見るものになんらかのメッセージを残すことが、
写真の存在意義であるのであれば、
写真表現の要素はスタジオ写真の枠をいくらでも飛び越えていける。
その手段を持ち合わせているかいないか、
想像が出来るかどうかで、商品化における原本CDの内部が大きく変化していくと私は感じています。
この写真の大きな要素は光です。
逆光の光に包まれる場所にいる母と子に対して、イメージが膨らみました。
この被写体の座っている場所の後ろには窓が存在し、写真右手には蛍光灯が仕組まれたボックスがあります。
もともとbabyの撮影をしようと撮影を進行していく中で、母から離れることが出来ない子の姿がありました。

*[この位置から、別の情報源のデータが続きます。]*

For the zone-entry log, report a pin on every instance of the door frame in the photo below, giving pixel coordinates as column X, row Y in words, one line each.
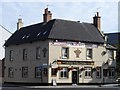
column 75, row 70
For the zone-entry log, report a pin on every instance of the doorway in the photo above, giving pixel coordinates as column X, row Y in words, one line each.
column 75, row 77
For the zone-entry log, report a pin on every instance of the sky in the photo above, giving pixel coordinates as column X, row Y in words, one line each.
column 31, row 11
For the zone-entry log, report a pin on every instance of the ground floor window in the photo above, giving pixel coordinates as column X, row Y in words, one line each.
column 11, row 72
column 54, row 72
column 88, row 72
column 24, row 72
column 45, row 71
column 111, row 72
column 64, row 73
column 38, row 72
column 98, row 72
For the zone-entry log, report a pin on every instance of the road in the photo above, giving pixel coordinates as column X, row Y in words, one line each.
column 61, row 88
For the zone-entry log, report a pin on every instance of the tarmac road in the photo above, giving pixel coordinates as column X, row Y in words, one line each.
column 61, row 88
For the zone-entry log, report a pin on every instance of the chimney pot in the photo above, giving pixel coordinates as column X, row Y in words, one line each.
column 97, row 21
column 47, row 16
column 19, row 24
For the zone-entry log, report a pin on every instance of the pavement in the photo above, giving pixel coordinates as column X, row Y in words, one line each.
column 74, row 86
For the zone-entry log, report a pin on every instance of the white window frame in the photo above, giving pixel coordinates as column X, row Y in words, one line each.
column 24, row 54
column 111, row 72
column 38, row 53
column 89, row 53
column 88, row 73
column 11, row 72
column 65, row 52
column 111, row 54
column 24, row 72
column 38, row 72
column 11, row 55
column 98, row 72
column 63, row 71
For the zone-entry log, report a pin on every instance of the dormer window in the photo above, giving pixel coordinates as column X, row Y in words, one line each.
column 24, row 54
column 65, row 52
column 11, row 55
column 111, row 54
column 89, row 53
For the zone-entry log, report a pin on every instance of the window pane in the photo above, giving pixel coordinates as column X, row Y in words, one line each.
column 105, row 72
column 11, row 55
column 11, row 72
column 38, row 53
column 38, row 72
column 64, row 73
column 89, row 53
column 24, row 54
column 54, row 72
column 24, row 72
column 87, row 72
column 65, row 53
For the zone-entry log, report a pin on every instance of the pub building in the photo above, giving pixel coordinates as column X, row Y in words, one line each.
column 58, row 51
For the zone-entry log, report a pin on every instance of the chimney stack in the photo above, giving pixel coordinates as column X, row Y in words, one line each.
column 19, row 23
column 47, row 15
column 97, row 21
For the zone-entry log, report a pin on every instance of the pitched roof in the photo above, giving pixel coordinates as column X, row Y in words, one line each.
column 57, row 29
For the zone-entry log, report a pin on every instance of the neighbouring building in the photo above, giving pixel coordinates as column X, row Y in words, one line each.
column 59, row 51
column 4, row 35
column 113, row 38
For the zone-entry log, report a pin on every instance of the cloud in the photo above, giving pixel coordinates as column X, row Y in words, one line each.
column 59, row 0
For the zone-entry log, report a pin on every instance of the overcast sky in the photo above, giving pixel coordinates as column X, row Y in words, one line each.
column 76, row 10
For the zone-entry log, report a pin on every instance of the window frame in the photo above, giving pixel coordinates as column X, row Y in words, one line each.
column 38, row 53
column 65, row 54
column 38, row 72
column 11, row 72
column 111, row 72
column 98, row 72
column 11, row 57
column 88, row 70
column 105, row 72
column 25, row 72
column 53, row 72
column 111, row 54
column 64, row 76
column 89, row 55
column 25, row 54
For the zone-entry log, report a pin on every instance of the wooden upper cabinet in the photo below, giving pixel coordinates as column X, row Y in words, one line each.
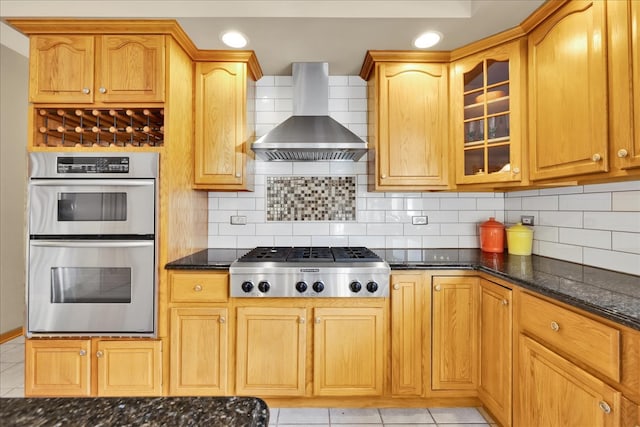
column 130, row 69
column 624, row 84
column 61, row 69
column 221, row 148
column 87, row 69
column 409, row 116
column 568, row 122
column 487, row 96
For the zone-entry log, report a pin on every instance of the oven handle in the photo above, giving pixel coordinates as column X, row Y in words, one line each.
column 91, row 182
column 93, row 243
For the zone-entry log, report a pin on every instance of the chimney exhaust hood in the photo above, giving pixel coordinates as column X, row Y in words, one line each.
column 310, row 134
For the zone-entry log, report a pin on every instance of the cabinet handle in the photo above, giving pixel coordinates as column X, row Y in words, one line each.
column 605, row 407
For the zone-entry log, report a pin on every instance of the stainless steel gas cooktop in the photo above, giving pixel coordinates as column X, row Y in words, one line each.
column 315, row 271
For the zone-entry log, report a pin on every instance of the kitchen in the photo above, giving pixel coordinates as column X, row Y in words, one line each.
column 565, row 216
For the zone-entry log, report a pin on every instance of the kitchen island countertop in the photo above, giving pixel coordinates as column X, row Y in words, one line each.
column 612, row 295
column 135, row 411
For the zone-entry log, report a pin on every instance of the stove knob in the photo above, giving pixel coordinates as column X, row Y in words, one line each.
column 318, row 286
column 264, row 286
column 372, row 286
column 247, row 286
column 301, row 286
column 355, row 286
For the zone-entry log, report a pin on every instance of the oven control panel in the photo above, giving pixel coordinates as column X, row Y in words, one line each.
column 91, row 165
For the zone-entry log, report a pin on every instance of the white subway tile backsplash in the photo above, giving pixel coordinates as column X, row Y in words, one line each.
column 586, row 202
column 587, row 238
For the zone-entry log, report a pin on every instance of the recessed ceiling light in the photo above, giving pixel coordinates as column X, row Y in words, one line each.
column 234, row 39
column 428, row 39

このシーンは母が子を世話するワンシーンの中で、子育てをする母の美しさをこの光で演出しようと試みました。
母としての力強さと、落ち着いた子の表情から、
子育てという体力のいる仕事に対しての価値が見て取れるようです。
名古屋店で写真討論をした際、この写真には愛がある。と他スタッフから評価を受けました。
しかし、実際にはこの写真に私はその愛情に関してはイメージがありませんでした。
この光が与えるイメージが、世話をしている母があやすための何かを探しているシーンに、愛を感じたのかもしれません。
この違いに私は驚きました。
自分が感じていなかった枠をこの写真を通じて感じさせたのです。
これは写真がもつエネルギーだと思い知らされたのです。
ライフスタジオにおいては、すべてが計算をされた写真がフォトジェニックに選ばれる傾向があります。
その計算が“枠”であるのであれば、この写真は少し趣が違うのかもしれません。
しかし、写真が持つ無限の可能性の拡散が、この写真にはあるのではないでしょうか。